Article 43 applies only to reproductive health care facilities, not health care facilities generally. In addition. Article 43 does not apply to licensed hospitals or to reproductive health care facilities owned or operated by licensed hospitals. This scope ensures the Article is narrowly tailored to address the significant governmental interests it serves, and leaves other health care facilities and locations available for speech. Individuals attempting to access reproductive health care facilities to obtain reproductive health care services have been subjected to harassing or intimidating activity from extremely close proximity, tending to hamper, delay or deter their access to those facilities and services and thus subverting their legal rights to seek and obtain legal health care services. The Board finds that reproductive health care facilities that are not part of a licensed hospital, and not owned or operated by a licensed hospital, are more vulnerable to such subversion of their patients' rights on account of the layout and design of their facilities and parking areas as well as their staff resources and deployment. Further, reproductive health care facilities not affiliated with hospitals commonly possess fewer resources for providing adequate security and safety to individuals seeking access to reproductive health care services. Thus, Article 43 provides narrowly tailored, content-neutral restrictions where they are most necessary to further the significant government interests the Article serves.
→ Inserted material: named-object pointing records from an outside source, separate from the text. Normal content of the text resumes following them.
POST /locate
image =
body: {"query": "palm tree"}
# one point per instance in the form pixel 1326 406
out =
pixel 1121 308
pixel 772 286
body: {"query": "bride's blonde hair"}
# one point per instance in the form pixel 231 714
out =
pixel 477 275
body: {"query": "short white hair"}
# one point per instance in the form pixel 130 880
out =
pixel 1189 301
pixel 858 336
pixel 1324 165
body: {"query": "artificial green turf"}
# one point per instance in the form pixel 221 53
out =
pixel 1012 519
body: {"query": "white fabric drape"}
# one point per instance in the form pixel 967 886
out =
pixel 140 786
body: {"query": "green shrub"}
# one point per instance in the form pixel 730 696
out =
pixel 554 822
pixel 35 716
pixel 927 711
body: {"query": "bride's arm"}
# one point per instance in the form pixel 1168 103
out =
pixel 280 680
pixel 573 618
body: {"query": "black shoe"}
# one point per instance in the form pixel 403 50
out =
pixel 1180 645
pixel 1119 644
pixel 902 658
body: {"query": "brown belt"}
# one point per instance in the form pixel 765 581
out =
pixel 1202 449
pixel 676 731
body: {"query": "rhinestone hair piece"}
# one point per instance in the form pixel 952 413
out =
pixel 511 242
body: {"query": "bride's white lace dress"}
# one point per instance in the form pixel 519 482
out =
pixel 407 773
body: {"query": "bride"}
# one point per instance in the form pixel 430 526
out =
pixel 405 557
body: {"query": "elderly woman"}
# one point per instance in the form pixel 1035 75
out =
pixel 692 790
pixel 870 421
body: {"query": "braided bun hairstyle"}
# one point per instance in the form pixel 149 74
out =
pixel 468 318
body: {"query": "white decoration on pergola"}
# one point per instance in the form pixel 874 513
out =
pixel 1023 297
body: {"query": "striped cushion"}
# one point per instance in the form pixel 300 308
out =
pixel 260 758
The Board finds that the modest scope of the prohibition on following and harassing individuals, impeding access, and making excessive noise in close proximity to reproductive health care facilities is necessary to ensure that patients may gain safe and unimpeded access to reproductive health care services, while allowing speakers to effectively communicate their messages to their intended audience. This prohibition applies equally to all, regardless of the content of their speech.
The Board further finds that intimidating behavior, including excessively loud demonstration activity, as well as following and harassing patients, staff, and other individuals around the entrances, exits and driveways of reproductive health care facilities can impede pedestrian and vehicle traffic and create safety hazards on the sidewalks and roadways, and that the limitations this Article imposes on aggressive and intimidating behavior will help promote safe and effective pedestrian and vehicle traffic flow around reproductive health care facilities.
The Board further finds that loud, harassing, and intimidating activities – independent of the content of those activities – conducted around the entrances, exits and driveways of reproductive health care facilities can adversely affect the physical and emotional health and well-being of patients seeking services at a reproductive health care facility. Noise control is particularly important around medical facilities during surgery and recovery periods. As has been noted by the Supreme Court, noise produced by protesters that can be heard within a clinic, may cause stress in the patients; this includes loud, disruptive noise heard during patient intake, surgical procedures and while recuperating in the recovery rooms. The Board finds that this Article will provide a protective space for patients and thereby help avoid those adverse health consequences.
The Board finds that this Article imposes content-neutral time, place, and manner restrictions on speech and assembly, which are narrowly tailored to serve significant government interests and leave ample alternative channels of communication.
This Article is not intended to create any limited, designated or general public fora. Rather it is intended to protect those who seek access to reproductive health care from conduct that violates their rights.